The conditional permanent residence provision for sponsored spouses and partners came into effect in October 2012 under the Conservative government to deter marriage fraud.
Conditional Permanent Residence Status
On April 28, 2017, the Government of Canada announced that it abolished a condition for permanent residence that required some sponsored spouses and partners to remain in a relationship with their sponsors for a period of at least two (2) years. Spouses and common-law partners sponsored to immigrate to Canada will no longer experience a period of conditional permanent resident status. Instead, they will have full permanent resident status upon landing.
The Liberal government was addressing concerns that vulnerable sponsored spouses or partners may stay in abusive relationships because they are afraid of losing their permanent resident status, even though an exception to the condition existed for those types of situations. Abuse may be physical, sexual, psychological, and/or financial.

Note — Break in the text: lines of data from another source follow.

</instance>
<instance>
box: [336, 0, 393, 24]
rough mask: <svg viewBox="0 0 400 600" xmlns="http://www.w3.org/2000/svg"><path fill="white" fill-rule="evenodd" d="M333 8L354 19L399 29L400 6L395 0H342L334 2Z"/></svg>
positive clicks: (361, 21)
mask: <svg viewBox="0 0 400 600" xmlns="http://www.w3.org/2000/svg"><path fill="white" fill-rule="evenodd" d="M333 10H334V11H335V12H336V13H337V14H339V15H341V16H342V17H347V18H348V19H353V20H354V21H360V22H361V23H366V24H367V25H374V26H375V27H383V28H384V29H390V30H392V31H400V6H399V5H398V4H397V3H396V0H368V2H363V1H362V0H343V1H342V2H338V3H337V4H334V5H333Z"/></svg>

The Conservative government put in place the conditional permanent residence requirement to prevent marriage of convenience cases.
While Ottawa admits that “cases of marriage fraud may exist, most of relationships are genuine and most spousal sponsorship applications are made in good faith,” adding that “eliminating conditional permanent residence upholds the Government’s commitment to family reunification and supports gender equality and combating gender violence.”
Forward Regulatory Plan
In its Forward Regulatory Plan released in October 2016, IRCC stated that “The safety and well-being of all residents of Canada is paramount, and by eliminating this provision, the government will allow more newcomers to settle and integrate, knowing that Canada is their long-term home. Overall, it helps to build a stronger society for all.”
This newly enacted change in spousal sponsorship is undoubtedly a right step on the government’s part towards recognizing the realities of marriage and other committed relationships.